Plus, Bliss raised the sustainability concerns with blockchain processing. That’s been getting much more attention since Tesla CEO Elon Musk, a big crypto investor and influencer, has been vocalizing support for green reforms within the industry.
But for now, the energy consuming crypto-mining is the main method of moving NFTs and other digital assets.
“I think I’ll be a lot happier getting on board with it when these issues are ironed out,” said Bliss.
ISU’s Wu said holding back isn’t a bad idea. While blockchain has merits — like authentication, and immutability — it’s still young, and NFTs are “in the baby stage.”
The industry is rife with bad actors, too, said Bliss. Ransomware, money laundering, and con artists make the whole scene messy, he said. Earlier this year, Bliss’ attorney found someone trying to sell a Bliss 3-D digital image as his own NFT on an NFT Marketplace.
But Thornton noted even before NFTs, he’s run into issues with others trying to pass off his work as their own. This is just a new platform, he said.
Babin Marshall, who’s studying art law online with Christie’s, said this spring someone tried to sell an NFT of a Jean-Michel Basquiat drawing — with the promise the buyer could also destroy it. But it may have been a stunt to draw attention to the format’s existing loopholes, she said. It’s true NFTs have many untested legal questions, she said. Some categories that came to her mind immediately were artists’ rights, copyright, intellectual property, and licensing issues.
But there’s potential too, she said. For example, NFTs’ smart-contract technology includes ways for artists to cut out a “middle-man” and to reserve a percentage of each NFT resale.
“It’s also just kind of a fun and exciting evolution of the human experience, and the different ways that we’ve adapted,” she said, noting new digital arts’ technology often is met with hesitancy.
She recalled not wanting to give up her music CDs, but now enjoying the convenience of connecting her phone to the car’s Bluetooth, and having a broad catalog accessible through her phone.
Valentin said artists are right to worry about their rights, volatile digital markets, and the climate issues of cryptocurrency mining.
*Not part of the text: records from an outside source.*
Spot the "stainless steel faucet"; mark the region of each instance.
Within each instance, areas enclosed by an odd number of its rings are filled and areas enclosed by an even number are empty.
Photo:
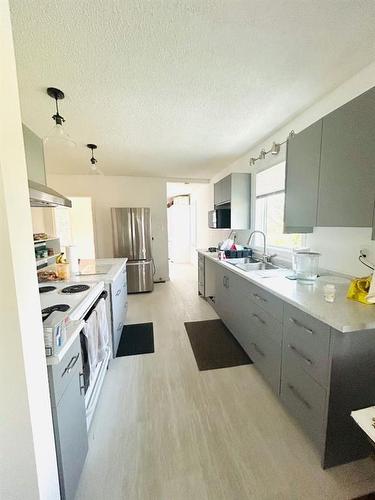
[[[263,255],[262,255],[262,262],[267,262],[268,261],[268,256],[267,256],[267,242],[266,242],[266,235],[263,231],[252,231],[250,233],[249,239],[247,240],[247,246],[250,246],[251,240],[254,236],[254,234],[259,233],[263,236]]]

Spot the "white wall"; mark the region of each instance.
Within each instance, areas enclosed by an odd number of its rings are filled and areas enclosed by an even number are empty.
[[[0,2],[0,498],[59,486],[7,1]]]
[[[375,86],[375,62],[347,80],[333,92],[324,96],[294,120],[262,140],[228,168],[216,175],[211,182],[216,182],[231,172],[251,171],[249,158],[251,156],[257,157],[261,148],[269,149],[273,141],[283,142],[291,130],[295,132],[303,130],[322,116],[373,86]],[[256,162],[256,169],[263,170],[266,166],[271,166],[282,160],[285,160],[285,148],[282,148],[277,157],[268,155],[267,160]],[[255,172],[254,167],[252,167],[252,171]],[[212,186],[211,191],[213,191]],[[206,240],[209,241],[211,238],[212,236],[207,230]],[[368,274],[366,268],[358,262],[361,248],[368,249],[370,252],[369,258],[375,261],[375,242],[371,240],[371,231],[367,228],[315,228],[314,233],[308,236],[308,245],[314,250],[322,252],[320,263],[322,267],[337,272],[362,276]]]
[[[169,278],[165,179],[47,173],[47,183],[67,197],[91,197],[97,258],[113,256],[111,207],[150,207],[155,279]]]

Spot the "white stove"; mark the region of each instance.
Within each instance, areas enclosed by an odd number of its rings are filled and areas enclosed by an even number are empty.
[[[91,304],[99,297],[104,283],[40,283],[39,296],[43,322],[51,313],[59,312],[61,319],[82,319]]]
[[[50,282],[39,285],[46,356],[66,345],[69,326],[82,320],[101,294],[104,283]]]

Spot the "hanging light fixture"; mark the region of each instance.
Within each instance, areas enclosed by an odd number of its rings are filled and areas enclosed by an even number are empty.
[[[273,142],[270,153],[271,155],[278,155],[280,153],[280,144],[278,144],[277,142]]]
[[[260,153],[259,153],[259,160],[264,160],[265,157],[266,157],[266,150],[265,149],[261,149]]]
[[[89,166],[89,173],[93,175],[104,175],[101,169],[97,166],[98,160],[94,157],[94,150],[98,148],[96,144],[87,144],[87,147],[91,149],[91,158]]]
[[[65,119],[59,112],[58,101],[64,99],[64,92],[60,89],[56,89],[55,87],[48,87],[47,94],[52,97],[52,99],[55,99],[56,113],[52,116],[55,125],[51,132],[44,138],[44,144],[48,146],[61,144],[68,147],[75,147],[75,142],[64,130],[63,123],[65,122]]]

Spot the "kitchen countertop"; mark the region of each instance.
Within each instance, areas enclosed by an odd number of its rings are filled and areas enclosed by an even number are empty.
[[[95,265],[110,265],[111,269],[107,274],[97,274],[97,275],[84,275],[77,276],[72,275],[70,277],[70,281],[104,281],[105,283],[114,281],[117,278],[117,275],[121,271],[124,264],[126,264],[128,259],[125,258],[108,258],[108,259],[92,259],[92,260],[81,260],[80,269],[85,269],[90,266]]]
[[[362,408],[351,412],[351,417],[359,425],[359,427],[368,435],[375,443],[375,428],[373,427],[373,418],[375,418],[375,406]]]
[[[124,264],[128,259],[125,258],[108,258],[108,259],[82,259],[80,262],[80,271],[83,271],[84,269],[89,269],[94,268],[96,265],[98,266],[111,266],[111,268],[108,270],[106,274],[86,274],[86,275],[76,275],[72,274],[70,275],[70,278],[68,280],[65,280],[67,283],[93,283],[97,281],[104,281],[105,283],[111,283],[114,281],[118,274],[120,273],[121,269],[123,268]],[[40,269],[40,271],[45,271],[45,270],[53,270],[54,269],[54,264],[45,267],[43,269]],[[44,282],[48,283],[48,281]]]
[[[215,253],[198,252],[340,332],[375,329],[375,305],[347,299],[349,280],[345,284],[335,283],[335,302],[329,303],[324,300],[323,293],[324,285],[330,283],[328,276],[322,276],[312,284],[288,280],[285,275],[290,274],[290,270],[278,273],[272,271],[271,277],[265,278],[263,276],[267,271],[242,271],[228,262],[220,261]],[[331,282],[334,282],[334,278]]]

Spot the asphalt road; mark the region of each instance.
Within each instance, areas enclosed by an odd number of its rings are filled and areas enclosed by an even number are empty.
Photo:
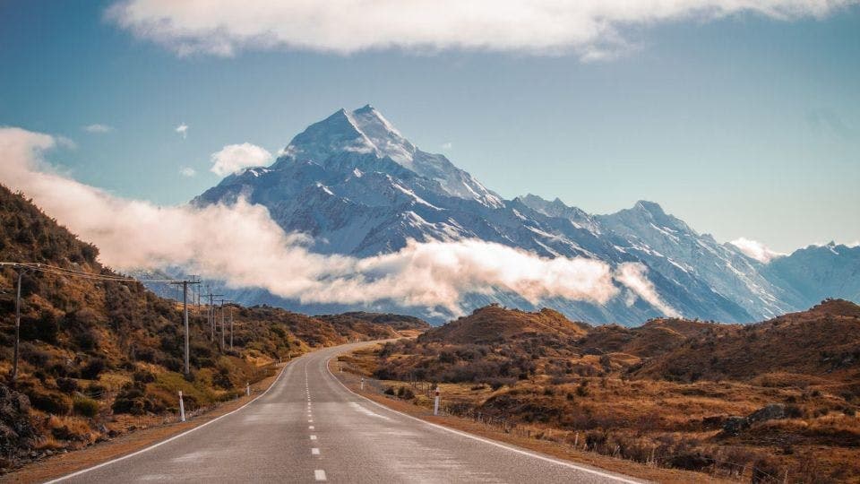
[[[632,482],[445,429],[344,387],[326,362],[289,364],[261,397],[204,427],[63,482]]]

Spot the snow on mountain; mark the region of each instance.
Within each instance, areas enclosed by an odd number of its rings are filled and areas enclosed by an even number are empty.
[[[238,197],[266,206],[285,230],[310,235],[312,249],[324,254],[367,256],[397,251],[409,239],[480,238],[547,257],[580,255],[612,267],[641,264],[663,301],[688,317],[751,322],[810,306],[808,288],[797,289],[803,272],[789,263],[801,261],[796,267],[804,267],[814,264],[811,258],[780,257],[763,264],[731,244],[699,234],[650,202],[590,215],[559,199],[528,194],[503,200],[444,156],[417,149],[369,105],[340,109],[311,125],[272,166],[230,175],[193,203]],[[349,309],[303,307],[254,289],[231,297],[308,312]],[[503,292],[468,295],[465,301],[472,307],[495,301],[534,308],[517,294]],[[595,323],[637,324],[663,315],[626,292],[604,306],[563,299],[541,304]],[[394,301],[370,309],[435,321],[451,315],[436,308],[399,307]]]

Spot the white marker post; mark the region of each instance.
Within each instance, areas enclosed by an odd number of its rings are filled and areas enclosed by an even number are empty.
[[[439,415],[439,385],[436,385],[436,397],[433,400],[433,414]]]
[[[185,421],[185,404],[182,402],[182,390],[179,391],[179,421]]]

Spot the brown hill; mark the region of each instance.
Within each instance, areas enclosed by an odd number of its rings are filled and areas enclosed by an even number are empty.
[[[408,317],[366,314],[327,319],[283,309],[232,306],[234,346],[211,340],[206,308],[191,307],[191,374],[183,372],[181,307],[141,283],[116,277],[82,242],[21,194],[0,186],[0,261],[63,270],[30,271],[22,284],[21,358],[10,378],[17,272],[0,269],[0,471],[22,456],[89,445],[141,419],[233,398],[267,364],[308,349],[398,336]],[[69,272],[80,272],[83,276]],[[380,322],[375,321],[379,319]]]
[[[535,335],[552,335],[559,340],[580,338],[589,326],[573,323],[561,313],[544,308],[536,313],[490,305],[471,315],[434,328],[422,334],[419,342],[482,344],[510,341]]]
[[[638,376],[749,380],[769,373],[838,380],[860,363],[860,307],[830,299],[750,324],[716,325],[654,358]]]

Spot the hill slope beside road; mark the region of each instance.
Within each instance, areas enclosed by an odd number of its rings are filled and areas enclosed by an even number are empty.
[[[0,186],[0,261],[51,268],[26,272],[22,279],[14,383],[10,370],[18,274],[0,268],[0,472],[173,419],[178,391],[186,411],[202,411],[243,394],[248,382],[271,375],[279,359],[428,327],[398,315],[315,318],[228,305],[221,314],[226,320],[229,313],[233,324],[213,334],[208,308],[192,305],[191,372],[185,376],[181,305],[124,280],[103,266],[98,254]]]
[[[305,355],[268,393],[217,422],[58,481],[635,482],[374,405],[327,367],[361,345]]]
But he thinks working from inside is the way to address those.
“It’s really still the Wild West. And so we have lots of opportunities to kind of define that, and that’s why I think it's important for artists to understand this and to start participating, and start having a voice in how these systems are built,” he said.
Plus he said not all digital collectors are speculators.
On a smaller scale, buying a digital artist’s NFT is just showing support. In the physical world, when we buy an artist’s record or painting, it’s because we like what they’ve done, he said, adding the same can be true with NFTs.
He said NFTs are the latest technology making our culture pause and reconsider ideas we take for granted.
“We have these preconceived notions about ownership. But the digital world has really disrupted those. As artists — but then also as fans or consumers of art — we need to work out that relationship, and have these new understandings,” he said.